Parmi les personnes sondées, 84% disent que l’accès suffisant au logement abordable et sécuritaire pour des clientèles vulnérables est problématique à l’heure actuelle, dont 46% qui jugent la situation très problématique. Cette dernière proportion grimpe à 53% chez les Montréalais, tout comme auprès des ménages avec un revenu annuel de moins de 40 000$.

Les dernières données de la Société canadienne d’hypothèques et de logement (SCHL) montrent des taux d’inoccupation en dessous du seuil d’équilibre dans presque toutes les villes québécoises, créant ainsi une pénurie de logements locatifs.

Les résultats du sondage révèlent aussi que 82% des répondants estiment que Québec doit en faire un peu (40%), voire beaucoup plus (42%) en matière d’habitations abordables. Parmi les différents paliers gouvernementaux, le provincial est celui qui doit assumer un plus grand leadership dans ce dossier, selon 92% des répondants. Une majorité estime aussi que les municipalités (90%), les OSBL d’habitation (84%), le fédéral (80%) et les propriétaires d’immeubles (73%) ont un rôle important à jouer.

«Avec un tel appui, ce n’est plus un enjeu partisan, les électeurs de tous les partis y adhèrent, y compris ceux de la CAQ. Le premier ministre Legault et la ministre Laforest doivent maintenant prendre acte des résultats du sondage et reconnaître l’existence de la crise du logement, et ce, à l’échelle de la province», fait valoir dans un communiqué le RQOH.

L’organisme réclame au gouvernement de peser sur l’accélérateur pour construire quelque 12 000 logements en attente, en plus d’entreprendre la construction récurrente de 5000 nouveaux logements par année pour régler la crise. Considérant le modèle des OSBL d’habitation comme un modèle efficace, il espère que le gouvernement débloquera un programme pour soutenir le parc de logements sans but lucratif existant.

Par ailleurs, plus de trois quarts des Québécois sondés seraient favorables à un projet de construction d’un nouvel immeuble d’unités de logement social près de chez eux. Pour 69% des réfractaires, ils changent d’opinion lorsqu’il est précisé que les logements sociaux seraient destinés à une clientèle âgée.

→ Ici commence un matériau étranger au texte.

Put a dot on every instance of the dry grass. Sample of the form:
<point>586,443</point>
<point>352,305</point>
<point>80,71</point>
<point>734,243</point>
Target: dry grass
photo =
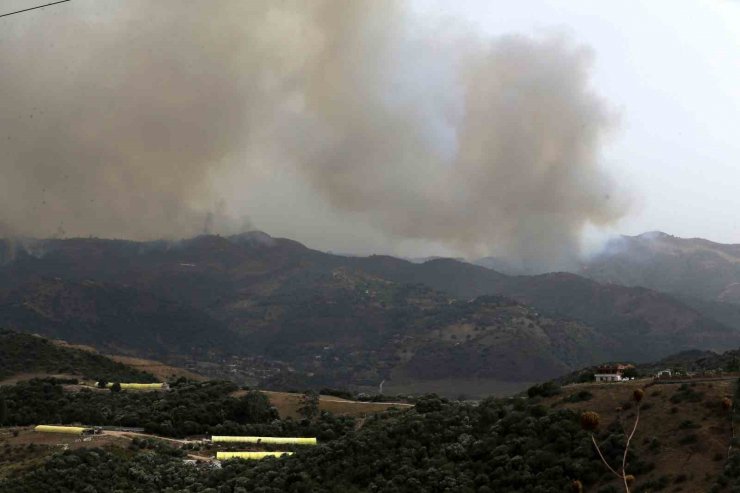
<point>288,404</point>
<point>22,377</point>
<point>159,370</point>
<point>686,441</point>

La semaine dernière, la ministre des Affaires municipales et de l’Habitation, Andrée Laforest, a annoncé une bonification de 60 millions $ du Programme de supplément au loyer (PSL), à l’approche du 1er juillet. Elle a également assoupli les critères d’admissibilité afin d’offrir ce supplément à 2500 ménages de plus. À cela s’ajoute une somme de 2 millions de dollars accordée aux municipalités pour qu’elles puissent venir en aide aux ménages en détresse sur leur territoire.

Selon 80% des participants au sondage, la priorité pour l’accès à un logement abordable et sécuritaire devrait aller aux personnes à faible revenu, suivent ensuite les personnes ayant un handicap, une déficience ou une limitation (67%). Les personnes âgées, les familles monoparentales, les personnes vivant de la violence conjugale ainsi que les personnes souffrant d’une problématique de santé mentale ont aussi été identifiées comme des groupes prioritaires par plus de la moitié des répondants.

Le sondage a été réalisé sur le Web auprès de 2000 adultes dans l’ensemble du Québec du 14 au 24 mai. La marge d’erreur maximale est de +/- 2,2% , 19 fois sur 20.